Chronique de novembre 2015 Posséder / Être possédé Quelques réflexions sur les objets (première partie)

Nous possédons les choses autant que les choses nous possèdent. Deux-trois petites idées sur la nature du lien qui nous unit aux objets.


Le « névrotique » tient à posséder des objets, car il ne s’autorise pas à posséder des personnes ! Seul le « pervers » se le permet. Le propre de la perversion consiste, en effet, à considérer l’autre comme un objet (le pervers n’octroie le statut de sujet qu’à lui-même). Un objet n’a ni désir ni souffrance. Il n’est là que pour satisfaire le désir de son sujet (et/ou lui permettre d’éviter une souffrance). Dans le fond, entretenir une relation forte aux objets est probablement la revanche du « névrotique » sur le « pervers » (le « névrotique » ne pouvant s’empêcher d’être fasciné par le « pervers ») ! Le « névrotique », limité par le caractère intersubjectif de la relation qui l’unit à l’autre — la prise en compte des désirs (et des souffrances) d’autrui réduit considérablement, en effet, les possibilités de satisfaction de ses propres désirs —, se rabat volontiers, dès lors, sur certains objets, et développe, à leur égard, une relation affective très investie (le névrotique obsessionnel est le champion du fait). L’objet devient donc, in fine, le substitut d’une personne.

Nous sommes possédés par les objets pour lesquels nous avons développé une passion. L’être humain, en tant qu’objet passionnel (passion amoureuse), n’a pas, en effet, le monopole de la passion ! Et cette passion pour les objets produit généralement beaucoup moins de « pathos » (racine du mot passion) que la passion amoureuse… C’est que l’objet n’est pas en mesure de dire, ou de faire, quoi que soit qui risquerait de contredire le fantasme d’accord parfait (ce que certains appellent la fusion), lequel est à la base de tout mouvement passionnel ! Avec les objets, le pathos survient plutôt durant la période qui suit immédiatement l’achat, ce que les anglophones appellent le post purchasing dissonance : la dissonance du post-achat. Cette dissonance cognitive (je ne suis plus d’accord avec moi-même, quant à la pertinence de ce choix d’objet) ne se produit, généralement, que de manière (relativement) fugace, et correspond, simplement, à la confrontation de l’objet imaginaire (objet fantasmé) avec l’objet réel.
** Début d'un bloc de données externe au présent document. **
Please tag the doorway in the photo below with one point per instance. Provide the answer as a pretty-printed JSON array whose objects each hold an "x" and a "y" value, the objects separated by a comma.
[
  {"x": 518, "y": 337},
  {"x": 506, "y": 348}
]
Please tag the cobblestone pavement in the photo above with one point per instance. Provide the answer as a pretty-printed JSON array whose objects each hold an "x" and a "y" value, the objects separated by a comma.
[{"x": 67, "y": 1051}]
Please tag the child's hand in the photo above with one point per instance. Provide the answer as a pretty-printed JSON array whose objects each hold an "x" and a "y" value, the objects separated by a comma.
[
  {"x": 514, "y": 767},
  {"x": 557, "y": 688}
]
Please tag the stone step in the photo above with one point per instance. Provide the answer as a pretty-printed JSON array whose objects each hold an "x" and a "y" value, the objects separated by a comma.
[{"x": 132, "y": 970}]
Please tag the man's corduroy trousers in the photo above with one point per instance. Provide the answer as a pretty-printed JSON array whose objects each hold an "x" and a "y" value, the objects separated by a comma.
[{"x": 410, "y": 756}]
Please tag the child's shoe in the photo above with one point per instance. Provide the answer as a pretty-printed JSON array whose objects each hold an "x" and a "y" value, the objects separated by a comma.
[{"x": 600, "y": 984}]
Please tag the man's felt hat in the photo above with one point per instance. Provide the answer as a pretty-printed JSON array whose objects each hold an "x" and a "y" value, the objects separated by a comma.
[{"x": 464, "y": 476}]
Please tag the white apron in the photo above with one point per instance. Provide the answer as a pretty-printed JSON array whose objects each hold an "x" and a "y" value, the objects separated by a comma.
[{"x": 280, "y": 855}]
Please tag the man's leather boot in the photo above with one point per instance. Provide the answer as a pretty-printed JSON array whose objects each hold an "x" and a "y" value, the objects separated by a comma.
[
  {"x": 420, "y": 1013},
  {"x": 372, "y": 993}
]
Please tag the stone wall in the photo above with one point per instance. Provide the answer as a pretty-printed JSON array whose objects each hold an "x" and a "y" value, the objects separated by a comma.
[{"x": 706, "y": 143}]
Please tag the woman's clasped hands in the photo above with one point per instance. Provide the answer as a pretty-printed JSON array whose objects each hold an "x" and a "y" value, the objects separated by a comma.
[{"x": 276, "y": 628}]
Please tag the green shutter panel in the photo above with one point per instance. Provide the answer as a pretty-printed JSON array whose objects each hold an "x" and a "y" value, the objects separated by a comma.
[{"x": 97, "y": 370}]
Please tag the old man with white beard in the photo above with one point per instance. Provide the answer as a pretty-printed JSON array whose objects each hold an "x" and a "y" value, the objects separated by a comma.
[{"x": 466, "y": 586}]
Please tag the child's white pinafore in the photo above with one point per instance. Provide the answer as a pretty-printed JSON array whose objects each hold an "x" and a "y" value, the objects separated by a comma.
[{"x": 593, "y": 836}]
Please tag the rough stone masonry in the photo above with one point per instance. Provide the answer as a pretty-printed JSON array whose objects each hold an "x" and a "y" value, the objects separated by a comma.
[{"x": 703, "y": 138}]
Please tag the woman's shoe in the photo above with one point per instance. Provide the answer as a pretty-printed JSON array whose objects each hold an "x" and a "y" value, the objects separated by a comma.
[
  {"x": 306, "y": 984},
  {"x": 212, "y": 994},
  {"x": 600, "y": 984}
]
Par contre, la passion pour l’objet a tout autant vocation à s’éteindre que la passion amoureuse ! Le désenchantement est tout aussi inscrit dans le scénario, puisque le désir ne se nourrit que du manque : l’objet étant venu combler le manque, le désir n’a d’autres choix, dès lors, que de dégringoler. Le désir doit alors être relancé vers un autre manque, une autre frustration… un autre objet à convoiter.

La passion pour l’objet se manifeste également à travers les pèlerinages accomplis, partout dans le monde, dans le but de voir l’œuvre tant convoitée (la Joconde, la tour Eiffel, le Cri de Munch, les Pyramides de Gizeh… le Manneken-Pis). Ces pèlerinages répondent aux deux pulsions décrites par Freud. Pulsion « sexuelle » ,tout d’abord, le ressort poussant l’individu à réaliser un fantasme sensé lui procurer de la jouissance ; jouissance « voyeuriste » (pulsion scopique ou scopophilie), en l’occurrence : jouir de voir. Pulsion du Moi, ensuite, le ressort qui pousse l’individu à réaliser un fantasme sensé lui procurer plus d’identité ; se sentir exister davantage ayant vu l’objet si célèbre, et, surtout, ayant rejoint le groupe de personnes (club) qui ont également eu le privilège de le voir (groupe d’appartenance). Plus ce groupe sera petit (happy few), plus le sentiment d’exister sera grand…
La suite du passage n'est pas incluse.